Les molécules citées ci-dessus sont encore à l’étude et doivent faire l’objet d’études cliniques sérieuses qui pourraient en faire, demain, les premiers médicaments antioxydants prescrits. Mais, quoi qu’il en soit, les supplémentations antioxydantes à retenir doivent s’assurer, au minimum, de ne pas induire une augmentation et la glutathion peroxydase (GPX), mais, au contraire, de stimuler la réductase du glutathion.
Pour le premier, on sera d’autant plus prudent avec le sélénium dont on sait qu’il stimule la GPX. Pour le second, on insistera sur l’importance de son cofacteur, la vitamine B2 ou riboflavine utilisée dans de nombreuses études d’intervention. Cela impose toujours un suivi biologique rigoureux des marqueurs du stress oxydatif, en sachant que le taux des enzymes antioxydantes comme la SOD et les peroxydases et réductases du glutathion ne sont pas des marqueurs fiables du stress oxydatif.
La prudence est de mise
Si les choses sont plus simples en prévention, on n’oubliera pas que des études ont montré que certains antioxydants à doses élevées, comme le bêta-carotène, augmentaient le risque de cancers.

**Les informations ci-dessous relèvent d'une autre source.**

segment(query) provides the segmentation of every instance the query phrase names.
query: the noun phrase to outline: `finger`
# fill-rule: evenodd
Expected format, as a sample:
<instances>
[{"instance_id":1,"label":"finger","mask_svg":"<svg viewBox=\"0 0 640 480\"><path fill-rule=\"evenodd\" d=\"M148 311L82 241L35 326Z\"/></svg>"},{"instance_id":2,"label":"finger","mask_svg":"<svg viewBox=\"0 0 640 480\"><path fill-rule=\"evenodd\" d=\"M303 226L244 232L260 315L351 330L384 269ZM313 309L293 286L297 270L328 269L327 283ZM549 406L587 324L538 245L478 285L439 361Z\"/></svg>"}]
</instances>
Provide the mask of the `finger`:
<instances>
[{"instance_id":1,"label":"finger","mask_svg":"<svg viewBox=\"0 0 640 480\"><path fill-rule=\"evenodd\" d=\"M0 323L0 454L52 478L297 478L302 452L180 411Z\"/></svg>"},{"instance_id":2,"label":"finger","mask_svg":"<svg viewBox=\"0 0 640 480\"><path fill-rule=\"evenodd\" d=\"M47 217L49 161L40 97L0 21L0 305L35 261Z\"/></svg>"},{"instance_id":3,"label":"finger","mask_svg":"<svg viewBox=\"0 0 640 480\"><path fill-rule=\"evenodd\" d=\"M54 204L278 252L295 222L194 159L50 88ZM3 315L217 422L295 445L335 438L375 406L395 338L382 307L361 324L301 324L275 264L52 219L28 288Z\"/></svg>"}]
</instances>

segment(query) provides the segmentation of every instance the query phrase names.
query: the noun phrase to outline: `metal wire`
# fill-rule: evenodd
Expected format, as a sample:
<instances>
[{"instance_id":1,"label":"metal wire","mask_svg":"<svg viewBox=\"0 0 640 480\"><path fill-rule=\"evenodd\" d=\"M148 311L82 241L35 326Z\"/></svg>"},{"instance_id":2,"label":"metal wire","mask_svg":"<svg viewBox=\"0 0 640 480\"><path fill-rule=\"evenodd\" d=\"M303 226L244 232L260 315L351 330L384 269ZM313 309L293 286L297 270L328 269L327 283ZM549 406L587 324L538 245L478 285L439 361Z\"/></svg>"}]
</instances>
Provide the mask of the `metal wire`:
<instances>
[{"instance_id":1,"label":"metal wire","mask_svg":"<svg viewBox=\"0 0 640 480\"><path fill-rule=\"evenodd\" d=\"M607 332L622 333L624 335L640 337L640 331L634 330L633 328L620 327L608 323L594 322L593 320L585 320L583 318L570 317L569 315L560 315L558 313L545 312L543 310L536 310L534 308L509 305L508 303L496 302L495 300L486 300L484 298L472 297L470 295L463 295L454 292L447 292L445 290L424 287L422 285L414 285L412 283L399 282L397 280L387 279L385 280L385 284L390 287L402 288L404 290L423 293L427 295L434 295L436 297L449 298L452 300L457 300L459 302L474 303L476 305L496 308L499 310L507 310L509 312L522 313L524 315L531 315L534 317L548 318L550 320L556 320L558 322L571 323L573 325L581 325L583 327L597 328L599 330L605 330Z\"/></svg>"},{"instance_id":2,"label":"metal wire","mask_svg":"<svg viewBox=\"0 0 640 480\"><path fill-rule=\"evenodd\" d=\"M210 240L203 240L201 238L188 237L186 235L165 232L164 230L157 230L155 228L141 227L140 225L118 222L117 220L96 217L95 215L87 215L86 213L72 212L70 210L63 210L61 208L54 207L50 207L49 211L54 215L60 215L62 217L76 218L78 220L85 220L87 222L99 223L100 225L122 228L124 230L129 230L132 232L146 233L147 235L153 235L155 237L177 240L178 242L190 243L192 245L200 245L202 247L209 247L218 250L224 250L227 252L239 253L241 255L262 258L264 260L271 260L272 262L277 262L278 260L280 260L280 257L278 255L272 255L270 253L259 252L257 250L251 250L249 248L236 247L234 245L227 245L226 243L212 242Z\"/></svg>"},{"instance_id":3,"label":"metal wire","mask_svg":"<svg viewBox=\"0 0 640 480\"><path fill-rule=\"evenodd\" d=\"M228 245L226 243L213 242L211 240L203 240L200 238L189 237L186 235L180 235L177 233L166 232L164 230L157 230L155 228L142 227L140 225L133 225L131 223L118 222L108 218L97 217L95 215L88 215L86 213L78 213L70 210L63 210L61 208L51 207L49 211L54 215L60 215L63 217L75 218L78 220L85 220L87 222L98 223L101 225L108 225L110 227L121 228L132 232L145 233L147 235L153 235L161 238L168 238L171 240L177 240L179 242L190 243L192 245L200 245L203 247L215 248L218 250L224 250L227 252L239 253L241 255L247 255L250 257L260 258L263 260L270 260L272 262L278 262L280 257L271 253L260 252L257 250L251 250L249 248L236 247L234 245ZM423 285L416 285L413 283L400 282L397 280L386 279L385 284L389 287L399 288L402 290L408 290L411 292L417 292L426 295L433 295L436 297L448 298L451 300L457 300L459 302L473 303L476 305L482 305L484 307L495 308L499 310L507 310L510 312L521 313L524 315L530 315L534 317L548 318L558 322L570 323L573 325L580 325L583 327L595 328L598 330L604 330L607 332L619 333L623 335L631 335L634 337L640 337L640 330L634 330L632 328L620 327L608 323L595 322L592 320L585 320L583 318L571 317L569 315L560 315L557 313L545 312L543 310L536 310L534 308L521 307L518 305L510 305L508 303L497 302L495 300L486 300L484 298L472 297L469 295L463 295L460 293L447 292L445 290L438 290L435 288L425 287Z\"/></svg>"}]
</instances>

Les antioxydants ont, sans aucun doute, un intérêt certain dans la prévention des cancers comme de nombreuses maladies dégénératives. Leur utilisation dans le but de circonscrire les effets pro-oxydants délétères des radio- et chimiothérapies des cancers doit, cependant, être très prudente dans l’état actuel de nos connaissances. De telles stratégies ne peuvent être pensées que dans un environnement médicalisé et dirigées par un rationnel biologique sérieux.
Il apparaît légitime, en revanche, de prendre en charge le stress oxydatif de tout patient ayant subi un traitement de radio- et/ou de chimiothérapie, à distance des cures, en respectant les quelques règles dictées par les travaux dont nous disposons et en s’appuyant sur un diagnostic biologique préalable du stress oxydatif.